27/07/2026
Kribi, le 27 juillet 2026
À Kribi, l'inclusion des personnes handicapées s'invite dans la lutte contre le changement climatique
Voir la vulnérabilité climatique et l'exclusion sociale comme deux combats séparés, c'est se priver d'une partie de la solution. C'est précisément le pari que fait le CJARC à travers son projet de consolidation de l'inclusion sociale des personnes handicapées de Kribi, dont la participation active aux politiques locales de sécurité alimentaire vise à répondre, à son échelle, aux bouleversements climatiques qui frappent déjà la région.
Ce lundi, la ville balnéaire a accueilli une double séquence symbolique : une visite de terrain sur le site du projet, suivie d'une cérémonie solennelle de remise de matériel de communication aux personnes handicapées bénéficiaires. Un moment protocolaire, certes, mais qui condense une évolution de fond dans la manière de penser l'action sociale au Cameroun.

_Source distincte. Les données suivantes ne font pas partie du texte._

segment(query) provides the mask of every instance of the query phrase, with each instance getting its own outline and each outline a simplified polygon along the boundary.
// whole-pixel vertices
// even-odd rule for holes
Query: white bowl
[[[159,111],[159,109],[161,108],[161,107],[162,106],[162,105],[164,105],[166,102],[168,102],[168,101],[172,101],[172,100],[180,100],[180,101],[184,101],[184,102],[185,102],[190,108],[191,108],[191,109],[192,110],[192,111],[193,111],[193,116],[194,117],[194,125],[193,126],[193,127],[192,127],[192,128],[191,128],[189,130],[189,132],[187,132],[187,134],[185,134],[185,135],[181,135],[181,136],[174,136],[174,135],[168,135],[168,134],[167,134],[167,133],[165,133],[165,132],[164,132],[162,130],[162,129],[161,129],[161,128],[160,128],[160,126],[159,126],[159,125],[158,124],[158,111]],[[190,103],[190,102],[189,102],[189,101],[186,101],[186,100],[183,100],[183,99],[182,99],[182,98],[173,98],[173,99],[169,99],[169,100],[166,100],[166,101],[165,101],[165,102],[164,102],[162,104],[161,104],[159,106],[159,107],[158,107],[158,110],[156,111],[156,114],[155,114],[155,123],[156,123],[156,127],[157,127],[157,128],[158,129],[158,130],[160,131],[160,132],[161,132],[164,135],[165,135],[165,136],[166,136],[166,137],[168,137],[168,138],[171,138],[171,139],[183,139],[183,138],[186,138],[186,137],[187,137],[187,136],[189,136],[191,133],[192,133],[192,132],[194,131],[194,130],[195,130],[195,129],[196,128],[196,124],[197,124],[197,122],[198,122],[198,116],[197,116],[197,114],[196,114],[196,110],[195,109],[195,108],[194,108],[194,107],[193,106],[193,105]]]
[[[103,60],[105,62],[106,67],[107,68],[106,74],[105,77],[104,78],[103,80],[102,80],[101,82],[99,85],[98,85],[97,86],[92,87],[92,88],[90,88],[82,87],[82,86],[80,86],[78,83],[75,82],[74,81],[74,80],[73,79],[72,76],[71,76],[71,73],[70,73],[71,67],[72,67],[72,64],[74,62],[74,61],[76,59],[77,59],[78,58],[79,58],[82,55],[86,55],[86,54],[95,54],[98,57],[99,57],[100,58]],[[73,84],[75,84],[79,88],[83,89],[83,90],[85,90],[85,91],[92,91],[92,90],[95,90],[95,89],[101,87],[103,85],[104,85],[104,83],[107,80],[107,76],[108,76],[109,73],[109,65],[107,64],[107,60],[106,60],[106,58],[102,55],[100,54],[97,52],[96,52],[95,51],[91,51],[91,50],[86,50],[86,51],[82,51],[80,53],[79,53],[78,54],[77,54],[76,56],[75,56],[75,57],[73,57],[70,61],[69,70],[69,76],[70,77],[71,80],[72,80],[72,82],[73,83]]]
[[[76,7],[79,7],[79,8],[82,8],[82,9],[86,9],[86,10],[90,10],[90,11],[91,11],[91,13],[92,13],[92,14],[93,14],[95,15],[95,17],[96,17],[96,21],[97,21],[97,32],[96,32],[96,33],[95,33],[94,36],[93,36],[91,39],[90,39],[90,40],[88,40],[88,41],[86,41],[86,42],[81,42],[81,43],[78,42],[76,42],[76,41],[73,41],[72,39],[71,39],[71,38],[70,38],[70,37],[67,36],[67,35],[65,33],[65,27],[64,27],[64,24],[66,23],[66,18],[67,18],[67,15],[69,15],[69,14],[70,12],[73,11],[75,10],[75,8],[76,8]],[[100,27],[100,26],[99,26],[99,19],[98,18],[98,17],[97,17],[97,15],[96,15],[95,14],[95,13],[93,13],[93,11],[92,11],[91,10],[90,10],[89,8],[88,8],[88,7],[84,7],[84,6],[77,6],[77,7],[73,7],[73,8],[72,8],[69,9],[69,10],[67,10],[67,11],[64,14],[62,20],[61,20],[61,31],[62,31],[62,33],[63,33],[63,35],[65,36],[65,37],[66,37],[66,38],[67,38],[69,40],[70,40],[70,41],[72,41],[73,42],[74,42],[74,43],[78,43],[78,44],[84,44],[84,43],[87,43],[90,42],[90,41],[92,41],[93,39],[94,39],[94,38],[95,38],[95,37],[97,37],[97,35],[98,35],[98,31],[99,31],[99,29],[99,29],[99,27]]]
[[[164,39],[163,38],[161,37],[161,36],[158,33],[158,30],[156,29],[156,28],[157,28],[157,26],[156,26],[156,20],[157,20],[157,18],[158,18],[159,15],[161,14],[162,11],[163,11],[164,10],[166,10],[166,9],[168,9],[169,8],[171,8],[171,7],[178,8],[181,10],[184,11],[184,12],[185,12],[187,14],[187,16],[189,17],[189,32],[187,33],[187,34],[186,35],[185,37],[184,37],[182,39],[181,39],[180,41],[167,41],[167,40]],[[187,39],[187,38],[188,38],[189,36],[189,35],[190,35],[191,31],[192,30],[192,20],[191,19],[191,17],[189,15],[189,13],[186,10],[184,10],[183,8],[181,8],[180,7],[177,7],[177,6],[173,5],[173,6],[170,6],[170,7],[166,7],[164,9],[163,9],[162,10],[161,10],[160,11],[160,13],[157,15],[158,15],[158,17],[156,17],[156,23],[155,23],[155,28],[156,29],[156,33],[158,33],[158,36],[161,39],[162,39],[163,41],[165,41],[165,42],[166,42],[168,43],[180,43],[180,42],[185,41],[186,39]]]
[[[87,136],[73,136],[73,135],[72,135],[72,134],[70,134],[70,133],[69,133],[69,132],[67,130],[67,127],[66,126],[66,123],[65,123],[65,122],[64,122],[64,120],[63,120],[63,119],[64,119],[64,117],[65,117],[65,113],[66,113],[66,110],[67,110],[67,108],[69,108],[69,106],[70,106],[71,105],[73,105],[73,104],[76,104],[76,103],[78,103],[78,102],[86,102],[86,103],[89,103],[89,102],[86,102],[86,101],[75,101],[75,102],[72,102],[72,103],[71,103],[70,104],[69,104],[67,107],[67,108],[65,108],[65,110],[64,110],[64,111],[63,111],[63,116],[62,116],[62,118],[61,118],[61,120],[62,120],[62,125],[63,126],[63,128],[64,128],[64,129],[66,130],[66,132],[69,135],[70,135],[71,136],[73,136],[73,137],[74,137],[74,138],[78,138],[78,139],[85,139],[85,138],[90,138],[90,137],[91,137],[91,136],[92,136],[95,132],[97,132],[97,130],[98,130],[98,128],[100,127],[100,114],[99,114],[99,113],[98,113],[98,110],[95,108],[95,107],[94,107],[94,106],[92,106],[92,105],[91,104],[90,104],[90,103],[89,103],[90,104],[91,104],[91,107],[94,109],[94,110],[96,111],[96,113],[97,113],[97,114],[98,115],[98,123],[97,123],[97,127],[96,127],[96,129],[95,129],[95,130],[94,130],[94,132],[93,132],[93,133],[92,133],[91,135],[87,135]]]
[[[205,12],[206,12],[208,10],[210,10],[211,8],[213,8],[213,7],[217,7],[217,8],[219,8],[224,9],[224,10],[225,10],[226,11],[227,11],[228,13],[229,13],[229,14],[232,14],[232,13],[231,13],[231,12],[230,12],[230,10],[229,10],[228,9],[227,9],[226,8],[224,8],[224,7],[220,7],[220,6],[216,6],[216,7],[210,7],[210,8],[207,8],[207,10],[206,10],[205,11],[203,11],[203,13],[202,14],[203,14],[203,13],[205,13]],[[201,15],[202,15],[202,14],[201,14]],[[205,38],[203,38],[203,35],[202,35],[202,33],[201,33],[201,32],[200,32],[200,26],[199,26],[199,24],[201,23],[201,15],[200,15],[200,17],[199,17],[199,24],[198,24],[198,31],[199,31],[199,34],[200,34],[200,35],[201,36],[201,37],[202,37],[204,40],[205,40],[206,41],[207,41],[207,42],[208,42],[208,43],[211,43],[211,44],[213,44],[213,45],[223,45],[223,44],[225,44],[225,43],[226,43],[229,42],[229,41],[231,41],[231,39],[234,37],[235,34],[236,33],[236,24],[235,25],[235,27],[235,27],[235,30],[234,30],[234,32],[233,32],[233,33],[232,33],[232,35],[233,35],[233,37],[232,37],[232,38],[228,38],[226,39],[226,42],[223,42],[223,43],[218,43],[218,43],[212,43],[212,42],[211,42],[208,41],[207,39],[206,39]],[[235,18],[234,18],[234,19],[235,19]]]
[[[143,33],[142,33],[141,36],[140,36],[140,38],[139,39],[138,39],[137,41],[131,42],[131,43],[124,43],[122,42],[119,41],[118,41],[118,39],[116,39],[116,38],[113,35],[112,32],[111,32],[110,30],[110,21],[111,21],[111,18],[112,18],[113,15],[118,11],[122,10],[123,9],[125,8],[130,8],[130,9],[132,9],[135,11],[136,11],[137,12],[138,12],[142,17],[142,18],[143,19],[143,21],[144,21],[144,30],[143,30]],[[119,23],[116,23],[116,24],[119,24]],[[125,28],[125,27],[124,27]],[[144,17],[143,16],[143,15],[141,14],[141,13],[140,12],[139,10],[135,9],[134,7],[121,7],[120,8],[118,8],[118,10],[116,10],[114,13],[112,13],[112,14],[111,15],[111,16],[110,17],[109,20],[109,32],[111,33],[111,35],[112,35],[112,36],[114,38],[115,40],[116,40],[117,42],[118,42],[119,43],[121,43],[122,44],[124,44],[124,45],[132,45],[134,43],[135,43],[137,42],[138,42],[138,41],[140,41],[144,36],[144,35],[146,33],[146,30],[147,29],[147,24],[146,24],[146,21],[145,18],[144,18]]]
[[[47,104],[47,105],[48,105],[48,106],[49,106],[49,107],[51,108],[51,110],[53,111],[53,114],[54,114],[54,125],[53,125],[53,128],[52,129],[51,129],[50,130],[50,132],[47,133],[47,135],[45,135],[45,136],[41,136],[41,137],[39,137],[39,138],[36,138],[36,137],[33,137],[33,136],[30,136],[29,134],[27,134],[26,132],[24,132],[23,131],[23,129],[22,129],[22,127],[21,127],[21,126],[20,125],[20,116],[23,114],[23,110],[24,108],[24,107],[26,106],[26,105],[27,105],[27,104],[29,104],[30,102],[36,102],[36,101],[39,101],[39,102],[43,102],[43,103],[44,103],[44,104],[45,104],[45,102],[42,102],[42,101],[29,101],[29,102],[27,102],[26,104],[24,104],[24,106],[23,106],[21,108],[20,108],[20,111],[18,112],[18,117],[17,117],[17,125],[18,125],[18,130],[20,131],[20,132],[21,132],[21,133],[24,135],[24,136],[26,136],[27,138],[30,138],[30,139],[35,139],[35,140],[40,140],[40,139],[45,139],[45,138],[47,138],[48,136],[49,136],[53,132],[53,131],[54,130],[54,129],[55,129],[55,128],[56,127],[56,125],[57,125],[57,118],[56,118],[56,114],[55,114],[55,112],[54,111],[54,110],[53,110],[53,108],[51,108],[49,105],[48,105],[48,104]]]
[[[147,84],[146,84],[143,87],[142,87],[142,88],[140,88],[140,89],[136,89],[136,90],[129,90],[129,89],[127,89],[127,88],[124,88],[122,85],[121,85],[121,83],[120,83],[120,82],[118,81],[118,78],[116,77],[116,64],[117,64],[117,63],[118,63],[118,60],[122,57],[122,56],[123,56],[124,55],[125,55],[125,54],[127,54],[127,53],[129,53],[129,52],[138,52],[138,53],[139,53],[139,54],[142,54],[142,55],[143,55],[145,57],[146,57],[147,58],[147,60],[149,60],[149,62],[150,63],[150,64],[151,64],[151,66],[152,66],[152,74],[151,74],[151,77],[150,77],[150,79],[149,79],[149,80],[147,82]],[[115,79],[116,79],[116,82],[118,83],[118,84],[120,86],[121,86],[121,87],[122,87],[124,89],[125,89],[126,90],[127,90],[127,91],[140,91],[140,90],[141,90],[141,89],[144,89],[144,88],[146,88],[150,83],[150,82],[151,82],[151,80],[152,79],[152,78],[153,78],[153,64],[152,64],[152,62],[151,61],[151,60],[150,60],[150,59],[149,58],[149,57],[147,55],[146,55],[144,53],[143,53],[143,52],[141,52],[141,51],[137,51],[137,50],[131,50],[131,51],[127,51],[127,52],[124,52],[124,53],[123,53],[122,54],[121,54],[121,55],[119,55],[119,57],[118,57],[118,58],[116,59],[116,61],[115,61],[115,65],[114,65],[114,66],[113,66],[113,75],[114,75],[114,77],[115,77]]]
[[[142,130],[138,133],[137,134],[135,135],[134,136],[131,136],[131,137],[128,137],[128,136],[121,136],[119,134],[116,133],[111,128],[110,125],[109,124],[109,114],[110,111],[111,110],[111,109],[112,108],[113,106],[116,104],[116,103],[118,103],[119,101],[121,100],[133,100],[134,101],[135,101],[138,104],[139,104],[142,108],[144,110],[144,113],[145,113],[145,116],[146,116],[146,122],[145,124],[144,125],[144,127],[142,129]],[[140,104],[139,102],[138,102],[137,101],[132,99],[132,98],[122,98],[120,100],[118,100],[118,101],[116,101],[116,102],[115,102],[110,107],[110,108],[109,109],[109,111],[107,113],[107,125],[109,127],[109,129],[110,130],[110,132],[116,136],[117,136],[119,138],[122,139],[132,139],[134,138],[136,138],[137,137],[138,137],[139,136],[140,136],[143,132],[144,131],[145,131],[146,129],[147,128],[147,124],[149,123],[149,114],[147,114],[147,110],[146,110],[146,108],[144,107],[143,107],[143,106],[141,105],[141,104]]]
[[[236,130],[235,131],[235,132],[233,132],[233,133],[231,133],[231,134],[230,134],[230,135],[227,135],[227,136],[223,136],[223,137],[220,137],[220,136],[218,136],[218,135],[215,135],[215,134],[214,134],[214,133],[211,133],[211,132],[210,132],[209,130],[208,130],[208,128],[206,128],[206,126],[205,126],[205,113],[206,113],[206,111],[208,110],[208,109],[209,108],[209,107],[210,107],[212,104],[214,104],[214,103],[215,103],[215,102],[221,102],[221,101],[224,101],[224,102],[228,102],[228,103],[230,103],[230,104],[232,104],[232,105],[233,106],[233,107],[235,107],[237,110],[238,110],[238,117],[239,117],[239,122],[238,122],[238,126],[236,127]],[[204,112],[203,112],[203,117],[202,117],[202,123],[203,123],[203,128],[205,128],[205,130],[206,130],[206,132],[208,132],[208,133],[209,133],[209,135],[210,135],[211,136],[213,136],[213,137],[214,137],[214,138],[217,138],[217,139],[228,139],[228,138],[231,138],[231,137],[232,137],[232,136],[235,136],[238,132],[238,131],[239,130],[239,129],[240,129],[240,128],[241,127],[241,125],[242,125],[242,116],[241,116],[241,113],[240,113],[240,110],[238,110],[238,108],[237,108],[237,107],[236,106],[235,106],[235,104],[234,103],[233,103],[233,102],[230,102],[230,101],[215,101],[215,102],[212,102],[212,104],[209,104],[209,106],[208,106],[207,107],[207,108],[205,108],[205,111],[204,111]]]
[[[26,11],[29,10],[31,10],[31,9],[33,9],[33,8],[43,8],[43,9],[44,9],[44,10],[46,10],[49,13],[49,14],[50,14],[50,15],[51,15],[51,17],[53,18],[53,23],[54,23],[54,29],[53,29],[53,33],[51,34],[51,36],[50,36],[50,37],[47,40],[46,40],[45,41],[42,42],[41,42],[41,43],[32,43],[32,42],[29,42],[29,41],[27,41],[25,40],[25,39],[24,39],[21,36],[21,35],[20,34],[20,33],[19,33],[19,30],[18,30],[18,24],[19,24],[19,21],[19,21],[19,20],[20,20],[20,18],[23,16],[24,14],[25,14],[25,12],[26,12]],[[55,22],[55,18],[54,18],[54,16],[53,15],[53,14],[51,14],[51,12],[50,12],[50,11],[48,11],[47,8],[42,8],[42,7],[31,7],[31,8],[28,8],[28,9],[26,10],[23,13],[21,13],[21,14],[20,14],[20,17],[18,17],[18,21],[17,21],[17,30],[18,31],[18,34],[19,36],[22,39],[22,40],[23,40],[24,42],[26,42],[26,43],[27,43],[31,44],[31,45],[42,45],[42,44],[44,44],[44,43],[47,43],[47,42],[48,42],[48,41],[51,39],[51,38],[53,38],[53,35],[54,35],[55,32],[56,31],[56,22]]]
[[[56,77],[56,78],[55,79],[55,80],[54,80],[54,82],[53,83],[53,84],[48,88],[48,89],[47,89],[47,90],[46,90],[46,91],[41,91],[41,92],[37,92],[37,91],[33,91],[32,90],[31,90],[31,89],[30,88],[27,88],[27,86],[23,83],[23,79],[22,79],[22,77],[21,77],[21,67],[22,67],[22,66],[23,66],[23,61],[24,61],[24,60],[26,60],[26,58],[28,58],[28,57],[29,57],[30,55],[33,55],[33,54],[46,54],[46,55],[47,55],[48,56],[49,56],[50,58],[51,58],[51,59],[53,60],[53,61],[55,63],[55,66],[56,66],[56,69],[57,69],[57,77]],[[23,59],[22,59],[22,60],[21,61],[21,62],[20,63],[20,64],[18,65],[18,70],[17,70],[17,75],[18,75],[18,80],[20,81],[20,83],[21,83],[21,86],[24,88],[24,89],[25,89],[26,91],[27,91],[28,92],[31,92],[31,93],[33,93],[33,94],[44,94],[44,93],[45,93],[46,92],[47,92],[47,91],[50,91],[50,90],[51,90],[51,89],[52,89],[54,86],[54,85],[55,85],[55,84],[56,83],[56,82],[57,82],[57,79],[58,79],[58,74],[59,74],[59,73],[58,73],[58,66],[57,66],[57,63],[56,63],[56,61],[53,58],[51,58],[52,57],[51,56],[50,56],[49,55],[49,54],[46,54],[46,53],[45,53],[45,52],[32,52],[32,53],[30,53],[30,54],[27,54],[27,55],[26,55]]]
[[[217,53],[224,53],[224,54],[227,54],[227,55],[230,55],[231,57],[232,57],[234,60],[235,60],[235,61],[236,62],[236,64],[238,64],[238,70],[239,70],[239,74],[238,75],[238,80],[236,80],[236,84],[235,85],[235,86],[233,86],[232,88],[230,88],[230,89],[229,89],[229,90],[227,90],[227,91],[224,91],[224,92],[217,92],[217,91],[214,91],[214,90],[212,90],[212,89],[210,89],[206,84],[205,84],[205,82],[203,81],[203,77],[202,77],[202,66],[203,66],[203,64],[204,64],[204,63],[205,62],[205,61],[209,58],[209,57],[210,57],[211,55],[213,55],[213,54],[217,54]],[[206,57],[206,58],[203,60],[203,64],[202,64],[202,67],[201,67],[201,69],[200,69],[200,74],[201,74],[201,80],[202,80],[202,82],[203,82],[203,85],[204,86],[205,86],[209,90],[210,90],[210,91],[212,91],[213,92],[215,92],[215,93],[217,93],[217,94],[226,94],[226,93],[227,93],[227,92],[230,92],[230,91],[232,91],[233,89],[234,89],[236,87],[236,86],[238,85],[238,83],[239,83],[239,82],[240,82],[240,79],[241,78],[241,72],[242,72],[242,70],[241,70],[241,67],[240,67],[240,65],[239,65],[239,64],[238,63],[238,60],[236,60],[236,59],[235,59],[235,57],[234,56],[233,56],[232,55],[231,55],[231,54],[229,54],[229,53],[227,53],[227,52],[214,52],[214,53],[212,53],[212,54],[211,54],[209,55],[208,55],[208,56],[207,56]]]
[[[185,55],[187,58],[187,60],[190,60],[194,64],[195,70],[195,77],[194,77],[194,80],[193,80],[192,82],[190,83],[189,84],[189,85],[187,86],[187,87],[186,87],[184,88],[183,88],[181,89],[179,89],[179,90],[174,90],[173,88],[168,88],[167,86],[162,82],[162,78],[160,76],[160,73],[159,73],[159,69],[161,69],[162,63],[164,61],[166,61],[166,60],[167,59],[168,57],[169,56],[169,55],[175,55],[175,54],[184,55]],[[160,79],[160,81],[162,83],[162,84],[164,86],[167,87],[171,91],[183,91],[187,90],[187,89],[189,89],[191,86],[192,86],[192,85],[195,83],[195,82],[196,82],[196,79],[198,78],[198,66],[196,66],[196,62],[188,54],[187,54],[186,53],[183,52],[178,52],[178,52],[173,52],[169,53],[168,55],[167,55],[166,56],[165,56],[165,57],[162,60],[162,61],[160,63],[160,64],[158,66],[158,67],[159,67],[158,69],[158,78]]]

Une cérémonie, plusieurs symboles
Le programme de la journée, minutieusement réglé, en dit long sur les acteurs mobilisés autour de cette initiative. Aux côtés de l'équipe de l'antenne CJARC de Kribi et de sa direction générale, la cérémonie a réuni la municipalité, représentée par Madame le Maire de Kribi 1er, le Coordonnateur national du Programme de Microfinancements du Fonds pour l'Environnement Mondial (GEF SGP), ainsi qu'une déléguée du Ministère des Affaires Sociales (MINAS). Une convergence institutionnelle - collectivité locale, coopération internationale, tutelle ministérielle - rarement réunie pour une remise de matériel, mais qui traduit une reconnaissance partagée : celle du lien encore trop peu formalisé entre inclusion du handicap et résilience climatique.
Le choix du partenaire financier n'est d'ailleurs pas anodin. Porté par le Programme des Nations Unies pour le Développement (PNUD) au nom du Fonds pour l'Environnement Mondial, le GEF SGP finance historiquement des micro-projets environnementaux communautaires. Que ce programme investisse aujourd'hui dans du matériel de communication destiné à des personnes handicapées illustre un glissement conceptuel important : la sécurité alimentaire et l'adaptation climatique ne peuvent être pensées sans la participation de tous les citoyens, y compris - et peut-être surtout - de ceux que les crises environnementales frappent le plus durement, souvent en silence.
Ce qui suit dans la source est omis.